800 gli euro sequestrati
Colpo al circuito del falso nummario nel Pistoiese. Un’operazione rapida e coordinata dei Carabinieri ha portato all’arresto in flagranza di un 22enne di nazionalità cinese, sorpreso mentre utilizzava monete contraffatte all’interno di slot machine in un esercizio pubblico.
L’intervento è scattato a Quarrata grazie alla segnalazione di un’impiegata del locale, insospettita dal comportamento dell’uomo. Sul posto sono intervenuti i militari della Sezione Radiomobile della Compagnia di Pistoia e della Stazione Carabinieri di Quarrata, che hanno immediatamente bloccato l’attività illecita.
Secondo quanto ricostruito, il giovane stava introducendo monete da due euro abilmente falsificate nelle slot machine del pubblico esercizio. La perquisizione personale ha permesso di rinvenire 180 monete contraffatte, tutte dello stesso taglio e presumibilmente pronte per essere utilizzate.
Gli accertamenti sono stati poi estesi al veicolo in uso all’indagato, dove i militari hanno scoperto ulteriori 222 monete false, occultate all’interno dell’abitacolo. Il bilancio complessivo dell’operazione è di 402 monete da due euro sequestrate, per un valore nominale superiore agli 800 euro, oltre al telefono cellulare dell’uomo, ritenuto utile alle indagini per risalire alla filiera di approvvigionamento della valuta contraffatta.

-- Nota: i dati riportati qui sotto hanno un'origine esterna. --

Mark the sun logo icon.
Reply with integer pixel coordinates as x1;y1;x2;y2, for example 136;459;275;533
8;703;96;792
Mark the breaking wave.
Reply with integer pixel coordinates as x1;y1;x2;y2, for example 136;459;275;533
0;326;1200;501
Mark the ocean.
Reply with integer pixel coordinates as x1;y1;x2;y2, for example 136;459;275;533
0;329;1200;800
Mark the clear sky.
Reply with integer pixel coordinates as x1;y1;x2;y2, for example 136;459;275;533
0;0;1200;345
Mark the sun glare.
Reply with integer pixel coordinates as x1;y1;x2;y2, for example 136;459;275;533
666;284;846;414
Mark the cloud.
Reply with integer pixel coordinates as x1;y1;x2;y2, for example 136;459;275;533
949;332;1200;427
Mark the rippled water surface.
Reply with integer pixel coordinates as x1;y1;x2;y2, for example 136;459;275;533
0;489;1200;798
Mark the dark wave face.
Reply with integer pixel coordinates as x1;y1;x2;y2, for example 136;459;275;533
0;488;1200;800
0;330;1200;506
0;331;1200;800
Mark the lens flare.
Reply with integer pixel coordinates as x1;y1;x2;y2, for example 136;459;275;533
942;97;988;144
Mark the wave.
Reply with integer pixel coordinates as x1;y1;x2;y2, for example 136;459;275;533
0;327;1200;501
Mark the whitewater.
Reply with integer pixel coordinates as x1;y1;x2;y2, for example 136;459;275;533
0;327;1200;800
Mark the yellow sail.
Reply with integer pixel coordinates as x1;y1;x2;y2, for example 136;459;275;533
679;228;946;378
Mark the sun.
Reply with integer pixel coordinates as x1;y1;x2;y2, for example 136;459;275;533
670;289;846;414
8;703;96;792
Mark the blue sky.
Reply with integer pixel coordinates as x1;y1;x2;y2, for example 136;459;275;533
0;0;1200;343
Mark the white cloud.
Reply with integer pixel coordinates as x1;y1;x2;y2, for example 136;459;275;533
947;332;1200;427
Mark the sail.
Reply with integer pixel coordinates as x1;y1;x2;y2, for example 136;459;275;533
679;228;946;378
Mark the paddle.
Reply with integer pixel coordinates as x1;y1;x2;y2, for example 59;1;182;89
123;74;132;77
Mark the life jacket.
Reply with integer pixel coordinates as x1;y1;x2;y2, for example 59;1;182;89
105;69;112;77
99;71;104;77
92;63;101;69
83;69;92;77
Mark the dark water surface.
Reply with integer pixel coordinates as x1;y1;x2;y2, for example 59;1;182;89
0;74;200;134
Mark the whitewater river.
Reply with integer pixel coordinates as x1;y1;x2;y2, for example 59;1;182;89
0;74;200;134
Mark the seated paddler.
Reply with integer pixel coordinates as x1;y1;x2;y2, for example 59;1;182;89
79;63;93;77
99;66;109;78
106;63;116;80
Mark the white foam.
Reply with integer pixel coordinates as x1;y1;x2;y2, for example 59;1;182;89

L’azione rientra nell’ambito delle attività di controllo del territorio e contrasto all’illegalità diffusa portate avanti quotidianamente dall’Arma, con particolare attenzione ai luoghi di aggregazione e agli esercizi commerciali.
Su disposizione della Procura di Pistoia, il 22enne è stato sottoposto agli arresti domiciliari in attesa dell’udienza di convalida. Sono inoltre state avviate le procedure di informazione della rappresentanza consolare competente.
L’episodio conferma il ruolo decisivo della collaborazione tra cittadini e forze dell’ordine nel contrasto ai reati che colpiscono direttamente il tessuto economico locale, alterando la fiducia nei circuiti commerciali e causando danni concreti agli esercenti.